В дровнях я лежу на сене, но сено постоянно разлетается, и я оказываюся на куле с солью, который тверд, как камень, и отлежал мне бока.
Соль все время просачивается и мажет мой полушубок. Возле меня торчит из сена бутыль с керосином, который бултыхается на выбоинах дороги. Возница мой лежит на дровнях, рядом со мной; он поднял высокий воротник своей шубы, поднявшийся выше его головы, и молча смотрит сквозь щель, а может быть, и спит, кто его знает… Ему тепло лежать, у него полушубок и сверху надета просторная дубленая шуба, на ногах лапти, — самая теплая обувь в дороге, лучше всяких валенок.
Я же одет холоднее, мороз нагрянул неожиданно, а до Рождества там, где я странствовал, все время была оттепель. На мне один «романовский» полушубок и высокие сапоги — самая непрактичная одежда в мороз; на голове башлык; я лежу на боку, подобрав ноги и спрятав их под длинной полой полушубка. Но чуть только задремлешь, невольно вытянешь ноги, и мороз начинает кусаться.
Почти совсем надо мной свесилась добрая, мохнатая голова идущей следом лошади. На ее морде висят сосульки, шерсть взъерошена и покрыта инеем. Лошадка аккуратно следует за нами, мерно покачивая головой при каждом шаге. Передние лошади побегут рысью, наша подтянется, задняя не отстанет, и весь обоз затрусит вперед, пока передняя не пойдет опять шагом; тогда мужики встают с дровней, идут рядом по дороге, сходятся по двое, трое.

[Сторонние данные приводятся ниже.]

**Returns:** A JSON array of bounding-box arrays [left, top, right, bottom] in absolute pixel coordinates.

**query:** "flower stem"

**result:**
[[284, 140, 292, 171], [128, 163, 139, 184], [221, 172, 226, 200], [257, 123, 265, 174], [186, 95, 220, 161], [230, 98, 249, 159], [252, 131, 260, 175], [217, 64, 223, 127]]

Все они ездили во Ржев, за 80 верст, продавать лен и теперь порожняком возвращаются назад. Мой возница и трое мужиков с передних дровней поровнялись и пошли рядом.
— Ну, как, Василий Иванович, ты продал?
— Да неважно. Тихо нынче со льном.
— Да, тихо, тихо.
— А Иван-то Клементьич привез, говорит, во Ржев, ему дали по три с полтиной. Он и обрадовался, на тройке весь свой остатний лен свез, — и вдруг — два семь гривен! Он ждет день, — опять два семь гривен; ждет третий — два шесть гривен! Не назад же везти! Он заплакал даже, как лен отдавал!
— Да и купцам-то тоже поди неважно приходится. В одной единоверческой слободе человека три разорилось и закрыли свои лавочки…
— А что за седок у тебя?
— Да не знаю: учитель что ли, или из духовного звания. Обученный какой-то. Вероятно, защиты едет просить или на должность.
— Да, да, конечно: кто по своей охоте в дорогу отправится? Верно, неволя выслала.
— На Михайлов погост, говорит, пробирается.
Передняя лошадь опять побежала рысью. За ней подтянулся и весь обоз.
Мужики врассыпную бросились к своим саням. Рядом со мной опять очутился мой возница Василий Иванович.
Кругом белые снежные поляны, вдали видны черные силуэты деревьев, неопределенные какие-то темные пятна, вероятно, кусты. Изредка к дороге подступает опушка леса; тонкие и длинные ветви обнаженных деревьев производят впечатление прозрачности и воздушности, а в тумане весь лес кажется легким и дымчатым.
Иногда попадаются на дороге деревья. Тишина полная; в большей части изб огни потушены, кое-где горит огонь, и видна спина бабы в красной холстинной рубахе с красными вышивками на плечах; возле нее прялка…
Чья-нибудь фигура припадет к окошку, составленному из кусочков стекла, склеенных бумагою, и старается рассмотреть, кто едет по улице?
Опять снежные равнины. Дремлется под поскрипыванье связанных лыком саней, топот и фырканье маленьких лошадок, изредка понуканье проснувшегося мужика. Чуть-чуть посветлело, — это на небе сквозь серые тучи показалось мутное пятно месяца.
Спустились с горы: сани раскатывались без железных полозьев, без «тормазов», как говорят мужики; нас встряхивало, бросало из стороны в сторону на скатах дороги. Поднялись снова на гору, и показалась деревенька в несколько изб.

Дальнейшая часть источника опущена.